Fisheries Work Group reacts to cod decline and quota reduction

Vessel in Kodiak. (Photo by Gruscana / Flickr)

Kayla Desroches/KMXT

The Gulf of Alaska is seeing a Pacific cod decline just a year after a disastrous pink salmon season, and it has Kodiak representatives looking at the next steps for the community.

The North Pacific Fishery Management Council recently decided to reduce the Gulf of Alaska cod quota by 80 percent to compensate for the almost 70 percent decline.

The feeling around the table at the Kodiak Fisheries Work Group meeting Wednesday night was that this could be another fishery disaster, as with the pink season in 2016, which earned a federal disaster designation.

So far, that disaster declaration has failed to bring in funds for recovery, although it’s still in progress.

Work group chairman John Whiddon said that fisheries declaration is more likely to be bundled in with another, larger issue.

“The understanding I’ve always had in talking to our legislators and even the congressionals is that our pink salmon disaster, as dramatic as it was for us, wasn’t big enough to catch people’s attention, so you had to have a hurricane, a natural disaster to tack onto it to get the money flowing.”

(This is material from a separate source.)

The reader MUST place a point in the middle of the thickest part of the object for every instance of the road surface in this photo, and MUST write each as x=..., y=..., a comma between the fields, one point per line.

The City of Kodiak and Kodiak Island Borough are now drafting a letter for the cod decline, which will end up before Governor Bill Walker.

Whiddon explained how timing sets this request apart from the letter the city and borough sent regarding the pink salmon season.

“Well, there’s different criteria for declaring a declaration of disaster. One of them is after the fact, but then there’s also one that’s prior to the event and has to meet certain thresholds, and the 80 percent reduction in quota over the five year average, which in this case is where we are, gets us to the level where we can actually get this letter out prior to the prosecution of the fisheries, so we meet that threshold.”

He said the goal is to send the letter by the end of the year.